14日に知人の佐藤さんの紹介で、イプセンの「人形の家」を見に行った。俳優座劇場プロデュース公演で、特殊陶業市民会館ビレッジホールで上演された。何と2時間40分の長い劇であったのでさすがに疲れてしまった。
キャストは
ノーラ・・・・・土居裕子
ヘルメル・・・・大場泰正
クロスタ・・・・畠中 洋
リンデ夫人・・・高橋美沙
ドクトル・ランク・・進藤忠
ヘレーネ・・・・長浜奈津子
アンサンブル・・5人
音楽劇で時々オペラのように歌が入った。また、アンサンブルの若い歌手5人が舞台に現れてバックコーラスを務めていた。

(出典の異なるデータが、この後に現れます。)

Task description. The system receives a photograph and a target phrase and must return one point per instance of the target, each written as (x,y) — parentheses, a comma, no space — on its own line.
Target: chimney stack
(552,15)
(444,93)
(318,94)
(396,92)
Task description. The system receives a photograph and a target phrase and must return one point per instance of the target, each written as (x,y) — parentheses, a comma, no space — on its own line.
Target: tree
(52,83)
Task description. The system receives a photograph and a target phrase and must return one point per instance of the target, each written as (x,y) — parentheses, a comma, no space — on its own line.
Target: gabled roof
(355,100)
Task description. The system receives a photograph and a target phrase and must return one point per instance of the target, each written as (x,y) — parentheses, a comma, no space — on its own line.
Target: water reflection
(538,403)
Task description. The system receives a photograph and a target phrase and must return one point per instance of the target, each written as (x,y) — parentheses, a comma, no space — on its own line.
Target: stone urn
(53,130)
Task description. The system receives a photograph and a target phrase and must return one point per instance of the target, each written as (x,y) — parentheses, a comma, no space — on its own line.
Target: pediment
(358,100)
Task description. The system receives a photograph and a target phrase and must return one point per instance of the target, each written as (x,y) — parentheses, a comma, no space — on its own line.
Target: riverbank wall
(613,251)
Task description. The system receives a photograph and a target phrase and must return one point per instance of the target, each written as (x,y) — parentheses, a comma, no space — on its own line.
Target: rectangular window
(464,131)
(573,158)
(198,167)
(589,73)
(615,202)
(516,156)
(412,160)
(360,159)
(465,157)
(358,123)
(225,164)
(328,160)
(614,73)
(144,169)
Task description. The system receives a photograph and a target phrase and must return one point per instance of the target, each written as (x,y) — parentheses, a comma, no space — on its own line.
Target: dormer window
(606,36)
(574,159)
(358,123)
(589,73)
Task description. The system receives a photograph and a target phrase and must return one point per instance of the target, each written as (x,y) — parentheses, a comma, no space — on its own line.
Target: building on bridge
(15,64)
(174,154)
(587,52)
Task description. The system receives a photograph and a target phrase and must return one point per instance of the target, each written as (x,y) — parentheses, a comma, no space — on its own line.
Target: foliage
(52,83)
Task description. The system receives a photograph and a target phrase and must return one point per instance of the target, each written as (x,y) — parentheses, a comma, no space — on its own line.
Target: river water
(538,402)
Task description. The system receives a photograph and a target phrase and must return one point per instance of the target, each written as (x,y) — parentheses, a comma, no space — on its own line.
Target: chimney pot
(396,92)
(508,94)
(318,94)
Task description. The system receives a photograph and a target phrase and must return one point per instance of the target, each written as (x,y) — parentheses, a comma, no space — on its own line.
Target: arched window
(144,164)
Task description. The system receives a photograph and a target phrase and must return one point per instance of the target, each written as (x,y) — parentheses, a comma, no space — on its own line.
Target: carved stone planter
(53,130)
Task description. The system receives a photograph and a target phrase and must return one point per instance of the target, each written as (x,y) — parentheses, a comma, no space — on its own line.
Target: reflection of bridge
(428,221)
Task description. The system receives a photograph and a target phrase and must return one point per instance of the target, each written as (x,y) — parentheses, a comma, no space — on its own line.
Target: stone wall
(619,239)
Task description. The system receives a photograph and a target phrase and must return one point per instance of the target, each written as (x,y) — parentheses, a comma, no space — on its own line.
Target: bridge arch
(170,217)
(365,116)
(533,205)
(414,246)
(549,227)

舞台装置も変わっていて、中央に回転する大きな絵がありそれが回転すると舞台が変る仕組みであった。大きな家の部屋が舞台でマントルピースや書棚やソファなどが置いてあった。クリスマスイヴからの3日間をその舞台だけで演じられた。
1時間10分の第一部ではノーラは出ずっぱりで、セリフを言ったり歌ったりしていたが、大変な役どころでよく覚えられると思った。主役のノーラを演じた土居裕子は63歳だそうだが、若く見えた。
パンフによると、幼い子供体に慕われ、夫には可憐な妻として可愛がられるノーラ。弁護士の夫は間もなく銀行の頭取に就任が決まっている。
ある日、クロスタと名乗る男が訪ねて来る。彼は銀行に勤めているが評判がよくなく、ヘルメルは彼を解雇しようとしていた。それをやめさせるため、ノーラからヘルメルに頼むようにやって来たのだ。
実はクロスタはノーラの過去の秘密を握っていた。ヘルメルが重病になり多額の療養費が必要になったとき、ノーラは借用証書の保証人のサインを偽造してヘルメルに内緒で借金をしていた。クロスタはその相手であり、解雇されるならその事実を暴露すると脅す。
ノーラは愛する家族の生活が壊われてしまわぬよう、必死にヘルメルに懇願するのだが・・・・
サインの偽造は大罪であった。8年後にそれを知った夫は禿すくノーラを責め立てる。ノーラは自分が夫の所有物でしかなかったことを悟り家を出る。
「人形の家」の日本での初演は1911年(明治44年)松井須磨子が演じた。「かもめ」のニーナ、「ハムレット」のオフィーリアと並びノーラは女優の憧れる役のひとつといわれる。
しかしながら、イプセンのリアリズム世界が現代人には馴染みにくいものになって来た。そこで新たな音楽劇を目し再創造の試行錯誤が行われ、2017年に高い評価をえたそうだ。
ダイヤローグ(対話)とモノローグ(独話)で成り立っている緻密で重厚な台詞を整理して、アンサンブルを入れ、30曲にも及ぶミュージックなんべーを配した。音楽は素晴らしいと思った。
非常に惜しいと思ったのは、肝心のダイヤローグのセリフの声が小さく出ききとれなかったことだ。歌の部分は何とか聞きとることができた。それで概略は分かったのだが、リンデ夫人とクロスタの関係やドックトル・ランクとノーラの関係などが分からなかった。それで消化不良に陥ってしまった。